今にも飛び出して地球の反対側にまで行ってしまいそうな衝動を落ち着かせるべく、一旦目を閉じて気持ちを整理する。
――落ち着け落ち着け。大丈夫、疲れているだけだ。きっとこれは悪い夢なのだから。
思考が冷静になった所で、もう一度目を開き、自分の事を再確認してみる。
パチクリパチクリ――と、俺が瞬きをすると、”それ”も合わせるように瞬きをする。
まるで鏡合わせの現象に、その時俺の中で壊れてはいけない何かが崩れ落ちた気がした。
――うわぁああああああ! これ、俺!? うそでしょ!? うそって言ってよ! はあぁああああああん!? キモいんですけど! キモいんですけど! ありえないんですけどぉぉぉぉぉ――っ!

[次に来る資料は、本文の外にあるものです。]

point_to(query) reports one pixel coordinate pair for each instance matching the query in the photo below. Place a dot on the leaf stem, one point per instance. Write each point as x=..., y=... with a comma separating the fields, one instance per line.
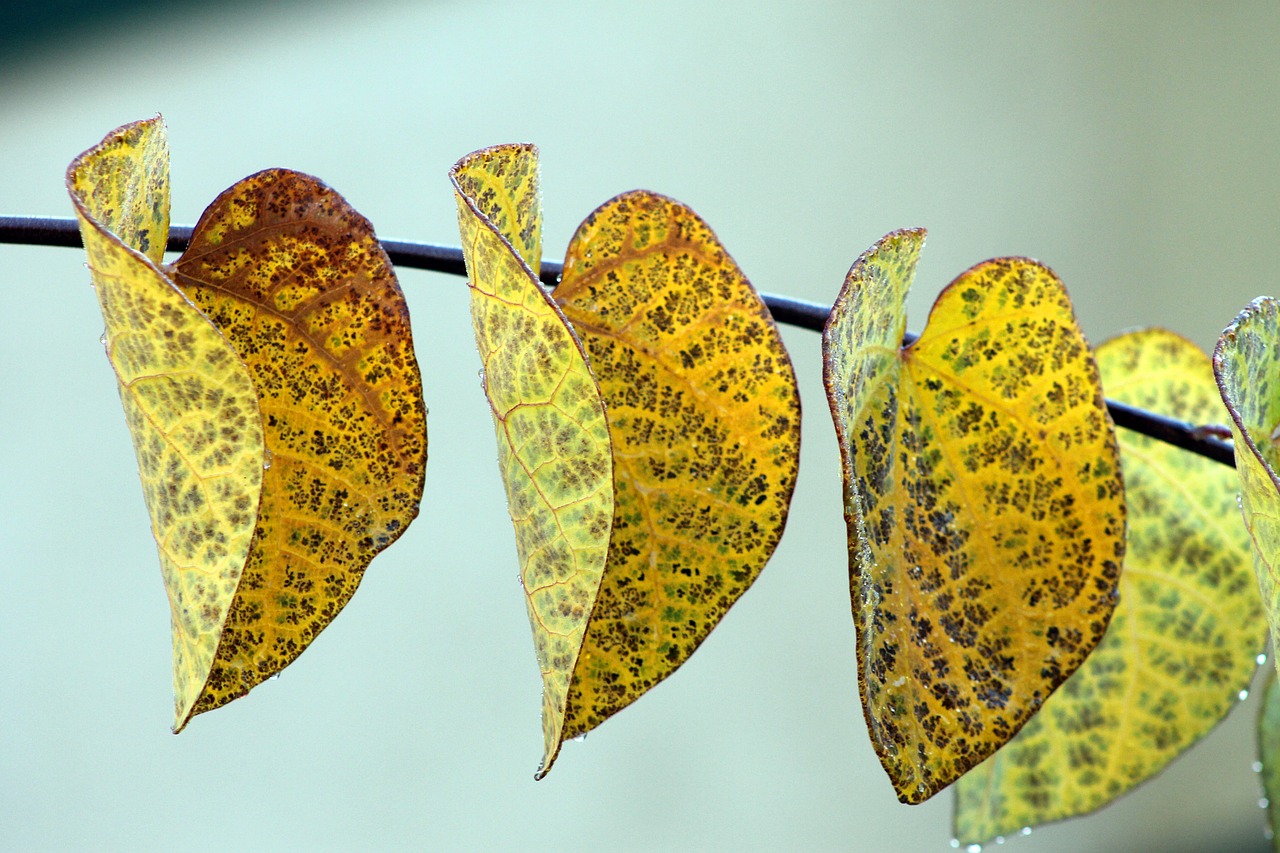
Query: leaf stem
x=62, y=231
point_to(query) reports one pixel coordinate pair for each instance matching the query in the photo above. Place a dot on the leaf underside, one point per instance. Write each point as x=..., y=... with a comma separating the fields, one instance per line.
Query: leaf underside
x=301, y=287
x=983, y=501
x=1247, y=365
x=1269, y=751
x=188, y=401
x=1183, y=641
x=553, y=438
x=704, y=418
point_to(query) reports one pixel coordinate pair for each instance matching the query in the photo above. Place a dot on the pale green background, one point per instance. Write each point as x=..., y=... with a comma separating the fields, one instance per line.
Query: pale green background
x=1130, y=146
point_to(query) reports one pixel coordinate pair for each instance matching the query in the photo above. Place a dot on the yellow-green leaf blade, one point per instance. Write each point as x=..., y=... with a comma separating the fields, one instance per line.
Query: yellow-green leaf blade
x=553, y=439
x=983, y=500
x=188, y=401
x=704, y=416
x=1247, y=365
x=1183, y=641
x=304, y=291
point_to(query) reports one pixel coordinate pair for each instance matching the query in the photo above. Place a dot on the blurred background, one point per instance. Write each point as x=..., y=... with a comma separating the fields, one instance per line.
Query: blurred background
x=1130, y=146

さて、どのくらいの時間が経過したのだろうか。整数にまで達した純情な感情をおとなげも無く全解放してからは、時間を忘れる程に放心していたのだ。
《ユニークスキル『絶対体内時計』を取得しました》
狙い済ましたかの様に登場する謎の声。もはやこれにも慣れた。
そして、俺は事の事態をようやく理解したのだ。いや、あんな衝撃的な物を見せられた後じゃ、理解せざるを得ないだろう。
そう、俺は――。
巨大な目玉の姿に生まれ変わったのだと――。